Recommending books is a skill well sharpened by the public reader. A book recommendation is an endorsement of that book to the world. We know that, given to the right person, the message will be spread like the gospel in the hands of a Methodist.
A thoughtful recommendation that strikes at the right place at the right moment can quicken the soft spots in the mind and heart that have long been congealed. That is how new readers are converted.
So how does a new reader become a public reader? It doesn’t happen right away. Unsure how it will be taken and whether they’re reading the right thing, the new reader has not yet built the confidence to take their habit in public. They must also endure the slow and painful separation from their phone, which seems to light the face of every human paused for more than a moment.

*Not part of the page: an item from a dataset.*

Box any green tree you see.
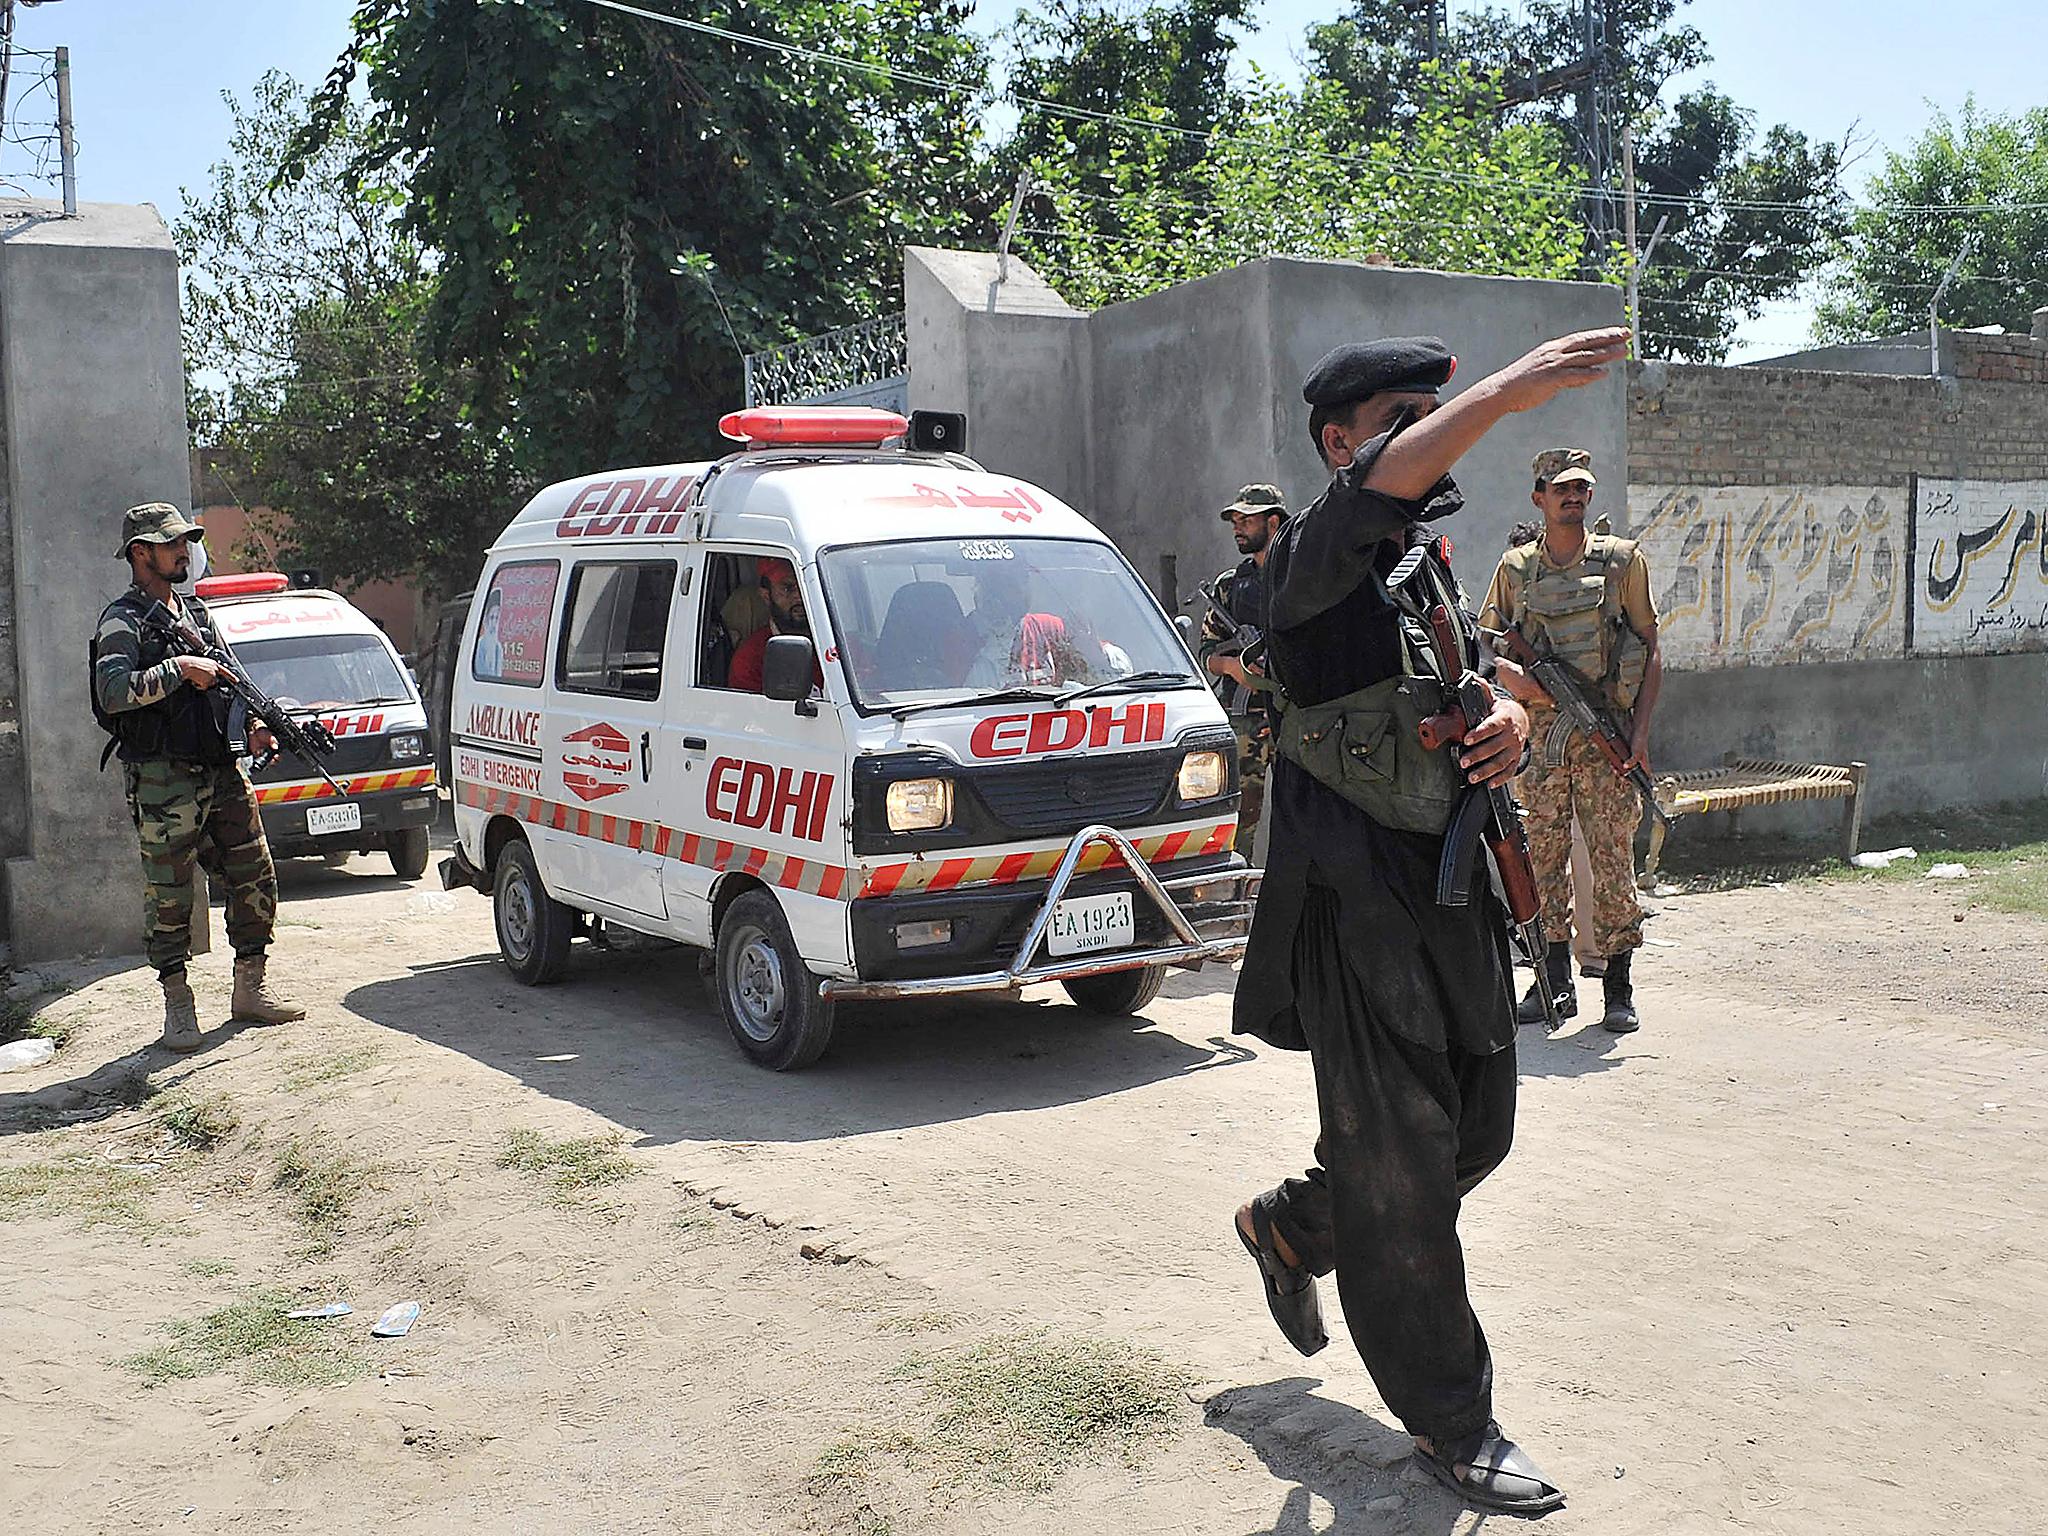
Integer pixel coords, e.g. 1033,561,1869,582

They try a coffee shop, then, on their next trip, the airport. What about stepping out further? The park? Do I just sit there on the bench and read? The thought is exhilarating.
At the dentist last month, I waited in the space-age barcalounger, reading my paperback copy of Sylvia Plath short stories to distract myself from the inevitability of needles in my gums and steel scraping my molars, careful to skip “Johnny Panic” and his electroshocking climax, when the dental hygienist appeared behind me.
“What a good idea! Reading while you wait,” she said, like I’d been the first.
“I always carry a book with me,” I said. “That way you’re never without something to do.”
“I’m not a reader.”
“No, in school they made us read things I didn’t like.”
“You’re not alone in that. A lot of people don’t like reading for the same reason.”
She lined up her tools on a floating tray. “I like cookbooks,” she said, stopping to think. “I love Salt Fat Acid Heat. Oh, and do you know The Food Lab? That’s a good one. My mom has antique cookbooks, and I can read those cover to cover. I read a book called Run Fast. Eat Slow.”
“You read a lot,” I said.
“That’s not really reading, though. It’s not like I sit down and read Moby Dick.”
“There are more books in the world. And you don’t have to read novels like that to be a reader.”
She wiggled her fingers at my mouth, and I opened up. “I can’t pull out a cookbook in the waiting room,” she said. “But you know which one I would love to read again?”
“Why can’t you take a cookbook to a waiting room?”
“Maybe it’s too big?” The hygienist rubbed her forehead with the back of her hand, then paused. She looked left and right, then rolled in a little closer. “You know what?” she whispered. “Why not?”